There is not a continent on this earth, Antarctica included, where the United States doesn't have a military presence and provide economic aid.

The smaller nations are smart to be distrustful of the major superpowers. They don't really care whether they're absorbed by a Russian bear or an American eagle.

Gerry Walsh
Roselle, IL

The Battle for Men's Minds

Your recent criticism of the National Endowment for Democracy ("The Neocons' Newest Con," March) doesn't address several important points. For those of us who have lived overseas many years, we have looked in vain for some US effort to counter the billions spent on propaganda and subversion by Marxists. Most of us have seen case after case where even a few thousand dollars could have prevented a major victory for the Soviets. I often have seen local anticommunist groups and publications literally starved for funds and moral support while leftists get almost unlimited resources from the worldwide left (including US leftists). The local wealthy are often unwilling, unable, or with justifiable fear of assassination or kidnapping if they openly support anticommunist movements.
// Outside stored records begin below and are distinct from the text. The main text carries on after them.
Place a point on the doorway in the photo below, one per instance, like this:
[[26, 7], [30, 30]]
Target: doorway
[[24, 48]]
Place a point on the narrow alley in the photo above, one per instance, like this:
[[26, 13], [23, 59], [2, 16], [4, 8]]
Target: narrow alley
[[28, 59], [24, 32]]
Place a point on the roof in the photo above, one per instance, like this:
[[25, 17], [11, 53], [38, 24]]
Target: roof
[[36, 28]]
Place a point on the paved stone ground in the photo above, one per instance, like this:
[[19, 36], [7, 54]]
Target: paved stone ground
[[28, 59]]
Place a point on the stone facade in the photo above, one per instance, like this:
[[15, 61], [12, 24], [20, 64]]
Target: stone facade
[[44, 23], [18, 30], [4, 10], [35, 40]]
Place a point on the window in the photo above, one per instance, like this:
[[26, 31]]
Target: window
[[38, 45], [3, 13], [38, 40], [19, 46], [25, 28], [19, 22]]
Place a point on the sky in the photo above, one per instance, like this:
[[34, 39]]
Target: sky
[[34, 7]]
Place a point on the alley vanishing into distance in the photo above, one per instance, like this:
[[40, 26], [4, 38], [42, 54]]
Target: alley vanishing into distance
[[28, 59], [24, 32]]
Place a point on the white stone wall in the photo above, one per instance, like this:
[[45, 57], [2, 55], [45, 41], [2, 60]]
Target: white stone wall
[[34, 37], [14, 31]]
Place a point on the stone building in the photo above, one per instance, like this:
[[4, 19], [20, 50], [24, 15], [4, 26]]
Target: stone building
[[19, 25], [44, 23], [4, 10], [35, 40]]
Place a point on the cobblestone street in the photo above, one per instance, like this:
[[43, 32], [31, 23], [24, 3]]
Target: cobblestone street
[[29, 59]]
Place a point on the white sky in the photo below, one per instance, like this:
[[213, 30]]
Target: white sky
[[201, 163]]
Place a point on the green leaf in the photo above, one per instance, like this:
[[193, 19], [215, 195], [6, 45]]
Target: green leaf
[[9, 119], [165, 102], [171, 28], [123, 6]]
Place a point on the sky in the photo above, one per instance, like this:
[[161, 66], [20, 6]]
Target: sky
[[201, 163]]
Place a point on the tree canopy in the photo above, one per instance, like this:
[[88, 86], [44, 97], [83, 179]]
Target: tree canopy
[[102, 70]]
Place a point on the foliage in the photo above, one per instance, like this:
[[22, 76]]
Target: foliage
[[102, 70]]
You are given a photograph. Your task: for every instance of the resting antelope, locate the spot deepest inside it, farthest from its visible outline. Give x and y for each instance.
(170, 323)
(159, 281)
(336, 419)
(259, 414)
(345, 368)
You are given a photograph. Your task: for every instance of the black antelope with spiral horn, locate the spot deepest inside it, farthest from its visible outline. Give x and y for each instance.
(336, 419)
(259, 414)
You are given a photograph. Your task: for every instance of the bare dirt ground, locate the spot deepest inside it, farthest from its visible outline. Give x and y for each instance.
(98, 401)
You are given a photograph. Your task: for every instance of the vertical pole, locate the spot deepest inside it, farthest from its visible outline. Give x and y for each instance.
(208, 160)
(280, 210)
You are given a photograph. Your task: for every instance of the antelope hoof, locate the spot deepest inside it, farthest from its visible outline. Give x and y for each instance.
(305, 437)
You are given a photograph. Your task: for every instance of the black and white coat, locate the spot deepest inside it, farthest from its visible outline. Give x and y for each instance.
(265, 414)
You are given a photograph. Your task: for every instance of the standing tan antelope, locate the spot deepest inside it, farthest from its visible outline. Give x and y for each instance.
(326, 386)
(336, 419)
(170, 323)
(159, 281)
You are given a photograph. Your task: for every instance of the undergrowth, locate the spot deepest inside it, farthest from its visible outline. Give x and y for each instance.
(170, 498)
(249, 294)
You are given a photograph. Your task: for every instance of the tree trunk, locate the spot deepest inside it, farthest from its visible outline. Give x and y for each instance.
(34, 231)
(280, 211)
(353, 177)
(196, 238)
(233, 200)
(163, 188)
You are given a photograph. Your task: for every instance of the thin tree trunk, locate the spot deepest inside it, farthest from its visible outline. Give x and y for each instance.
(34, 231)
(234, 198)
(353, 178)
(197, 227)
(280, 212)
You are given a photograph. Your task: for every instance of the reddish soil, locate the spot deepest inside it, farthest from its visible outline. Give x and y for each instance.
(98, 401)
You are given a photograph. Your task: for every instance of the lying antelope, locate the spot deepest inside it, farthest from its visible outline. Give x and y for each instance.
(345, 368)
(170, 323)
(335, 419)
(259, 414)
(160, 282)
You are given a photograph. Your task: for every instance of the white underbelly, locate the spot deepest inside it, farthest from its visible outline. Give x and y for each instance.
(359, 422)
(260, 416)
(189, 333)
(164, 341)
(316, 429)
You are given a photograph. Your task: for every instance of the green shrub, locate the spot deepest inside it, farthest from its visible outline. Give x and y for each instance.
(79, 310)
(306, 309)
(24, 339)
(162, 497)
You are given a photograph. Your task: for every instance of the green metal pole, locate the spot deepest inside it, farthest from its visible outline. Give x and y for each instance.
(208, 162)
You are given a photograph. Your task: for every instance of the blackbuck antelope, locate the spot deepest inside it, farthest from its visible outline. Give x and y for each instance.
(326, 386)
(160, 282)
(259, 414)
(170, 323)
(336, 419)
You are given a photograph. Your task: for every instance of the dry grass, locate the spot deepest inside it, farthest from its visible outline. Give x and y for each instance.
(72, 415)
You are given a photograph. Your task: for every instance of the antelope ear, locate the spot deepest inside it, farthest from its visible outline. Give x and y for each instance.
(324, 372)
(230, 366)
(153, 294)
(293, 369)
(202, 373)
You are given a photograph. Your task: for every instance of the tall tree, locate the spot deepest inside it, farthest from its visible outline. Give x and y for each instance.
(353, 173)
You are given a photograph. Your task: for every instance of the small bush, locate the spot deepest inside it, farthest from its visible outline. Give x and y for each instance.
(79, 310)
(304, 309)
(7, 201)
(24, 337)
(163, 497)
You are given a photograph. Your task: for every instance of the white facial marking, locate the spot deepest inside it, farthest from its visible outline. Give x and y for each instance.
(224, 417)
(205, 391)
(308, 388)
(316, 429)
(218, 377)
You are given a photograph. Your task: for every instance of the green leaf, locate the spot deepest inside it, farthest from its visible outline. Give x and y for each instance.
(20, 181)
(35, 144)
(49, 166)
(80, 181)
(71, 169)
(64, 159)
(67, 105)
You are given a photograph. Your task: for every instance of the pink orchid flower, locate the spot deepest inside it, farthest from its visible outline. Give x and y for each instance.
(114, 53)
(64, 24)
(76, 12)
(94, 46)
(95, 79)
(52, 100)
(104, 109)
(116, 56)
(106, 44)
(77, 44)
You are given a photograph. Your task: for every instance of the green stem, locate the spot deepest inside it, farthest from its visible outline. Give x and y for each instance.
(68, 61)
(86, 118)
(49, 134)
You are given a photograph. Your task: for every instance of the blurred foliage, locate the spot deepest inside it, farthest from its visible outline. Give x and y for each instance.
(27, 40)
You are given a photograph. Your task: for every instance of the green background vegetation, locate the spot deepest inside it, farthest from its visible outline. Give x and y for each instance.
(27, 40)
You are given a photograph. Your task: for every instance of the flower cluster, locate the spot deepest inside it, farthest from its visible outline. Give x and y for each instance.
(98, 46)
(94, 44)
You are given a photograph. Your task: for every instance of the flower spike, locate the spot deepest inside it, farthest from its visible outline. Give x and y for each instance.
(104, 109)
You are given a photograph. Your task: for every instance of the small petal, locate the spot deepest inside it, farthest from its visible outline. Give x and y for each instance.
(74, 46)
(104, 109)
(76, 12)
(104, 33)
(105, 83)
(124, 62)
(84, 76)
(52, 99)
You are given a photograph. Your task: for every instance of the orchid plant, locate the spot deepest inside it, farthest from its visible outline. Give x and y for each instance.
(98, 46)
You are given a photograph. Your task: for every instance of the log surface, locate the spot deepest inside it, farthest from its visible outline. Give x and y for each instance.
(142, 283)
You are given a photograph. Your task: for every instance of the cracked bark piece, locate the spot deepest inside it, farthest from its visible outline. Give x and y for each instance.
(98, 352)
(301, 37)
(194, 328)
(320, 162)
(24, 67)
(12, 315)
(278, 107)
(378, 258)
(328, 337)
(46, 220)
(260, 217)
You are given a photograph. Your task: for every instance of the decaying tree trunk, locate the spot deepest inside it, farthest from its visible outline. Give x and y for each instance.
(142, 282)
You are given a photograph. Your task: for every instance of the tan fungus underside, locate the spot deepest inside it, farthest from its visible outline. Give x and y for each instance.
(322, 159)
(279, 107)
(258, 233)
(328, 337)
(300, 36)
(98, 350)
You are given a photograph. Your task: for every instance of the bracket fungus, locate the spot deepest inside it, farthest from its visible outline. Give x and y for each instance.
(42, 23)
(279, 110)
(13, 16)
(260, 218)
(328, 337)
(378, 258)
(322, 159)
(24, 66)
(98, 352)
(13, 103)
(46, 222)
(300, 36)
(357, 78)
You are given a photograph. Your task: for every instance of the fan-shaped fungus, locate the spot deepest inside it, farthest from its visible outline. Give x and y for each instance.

Your writer argued of the risk that some future leftist administration in Washington might use the NED to promote foreign leftists. This would be very unlikely. The AFL-CIO's foreign department, which disburses 25 percent of the funds, has been solidly anticommunist since the 1940s. Indeed, we have far more examples of businessmen selling out to the Soviets than of American labor (except for the far-left National Education Association). The US Chamber of Commerce foreign department controls other parts of the funds and is also doing a fine job in many cases of which I am aware.

As far as spending funds in Western Europe, I would point out that the Voice of America has also now started aiming broadcasts there. Western Europeans have been major underwriters of the Sandinistas and other Third World Marxists. For example, Norway's largest recipient for foreign aid is now the Sandinistas. And European youth are inundated with leftist ideology.

The world out there is a rough place. The Soviets spend billions trying to subvert often unstable, insecure nations. America just can't close its eyes and pretend we live in a different kind of world. The National Endowment for Democracy is an attempt to fight back and defend free-world interests.

Jon Basil Utley
The Times of the Americas
Washington, DC

Our Kind of Guy!

I want to express how much I've enjoyed my first two issues of REASON. From time to time I sign up for new publications, but rarely do the feature articles sustain keen interest, as yours have. In February's issue I particularly enjoyed the presentations on Eldridge Cleaver and industrial policy in Japan; the latter had some clearly defective analogies, which surprised me, but overall value was still there. In March the evenhanded, nonsensationalizing essay about Managua was excellent; the pointed review of specious reasoning where safe driving is concerned in "All Revved Up and No Place to Go" was superior; the interview with Mr. Buthelezi was informative and left me admiring the man's integrity and solid values.

Finally, who would ever imagine that an essay on the subject of American country music ("Getting Back to the Country"), where the themes of jilted lovers, marital cheats, and drunken cowboys prevail, would successfully link such music with fully American personality traits that have shaped our land? Three cheers to Bill Kauffman, who so correctly emphasizes that what is wonderful and good in America springs from the hearts of individual citizens, not from our government.

You're doing a commendable job; the ideas in your publication are invigorating. REASON is welcome in my home!